Le Balcon d’art vous propose un événement 5 à 8 mettant en vedette Serge Brunoni jeudi le 16 mai à compter de 17:00.
Quand Serge Brunoni est arrivé au Québec, une carrière en art était la dernière de ses préoccupations. Comme la plupart des immigrants de son époque, une nouvelle terre signifiait de nouveaux défis, de l’inconnu et un tout nouveau départ.
Évidemment, comme bien des immigrants, Brunoni n’en n’était pas à son premier défi.
Né en France juste avant la Seconde Guerre Mondiale, sa petite enfance est évidemment marquée par les incertitudes et les privations inhérentes à l’occupation de son pays. Cela n’empêche pas le petit Serge de se découvrir une passion et un talent pour le dessin qu’il pratique furieusement durant toute son enfance.
Comme tous les jeunes hommes français de son époque, Brunoni doit bientôt faire son service militaire qu’il accomplit avec plaisir et qu’il voit déjà comme une aventure.
Suite à son service, il se joint à la Société de travaux et d’études topographiques (S.A.T.E.T.), qui travaille à la construction d’un chemin de fer en Afrique. Il passera trois années à vivre dans la jungle, heureux de satisfaire ses envies d’aventure. À ce jour, il ne tarit d’anecdotes à ce sujet!
Il arrive au Québec en 1963 et, suite à des discussions avec des gens du pays, choisit Trois-Rivières comme port d’attache. Au cours des années qui suivent, Brunoni s’affaire à différents emplois allant de cuisinier à vendeur d’encyclopédies.

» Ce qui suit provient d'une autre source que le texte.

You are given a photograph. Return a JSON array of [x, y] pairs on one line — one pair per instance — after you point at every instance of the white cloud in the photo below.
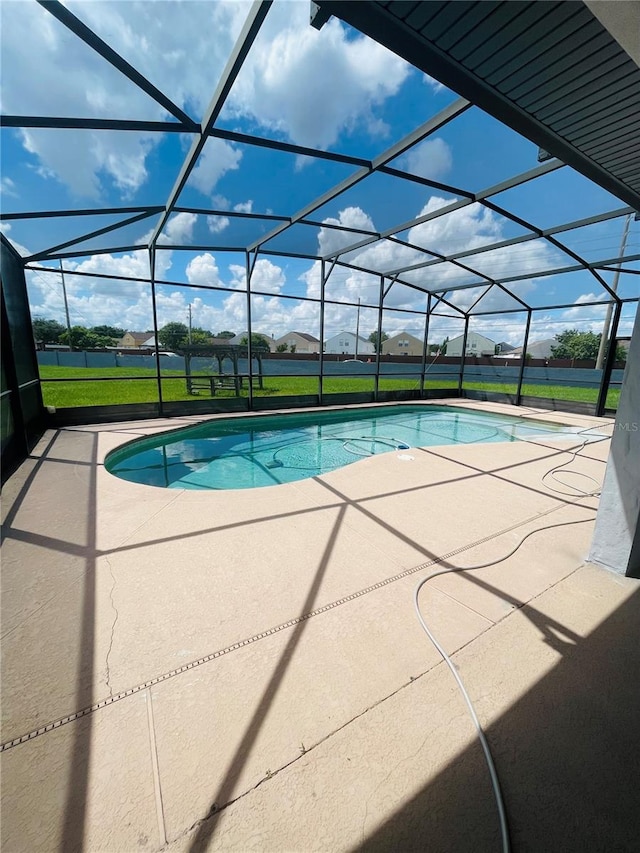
[[432, 158], [179, 228], [291, 80], [288, 84], [216, 224], [330, 240], [5, 227], [217, 158], [203, 270], [8, 187], [265, 276], [169, 46]]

C’est en 1969 que son épouse lui offre une boîte de couleurs et des pinceaux et qu’il découvre ce qui deviendra sa passion; sa raison de vivre. Il devient peintre professionnel à compter de 1972.
Brunoni tire ses influences de plusieurs sources. Érudit de l’art et de la philosophie, il met à profit ses connaissances et sa soif de nouvelles idées pour arriver à des sommets créatifs toujours renouvelés depuis maintenant cinquante ans!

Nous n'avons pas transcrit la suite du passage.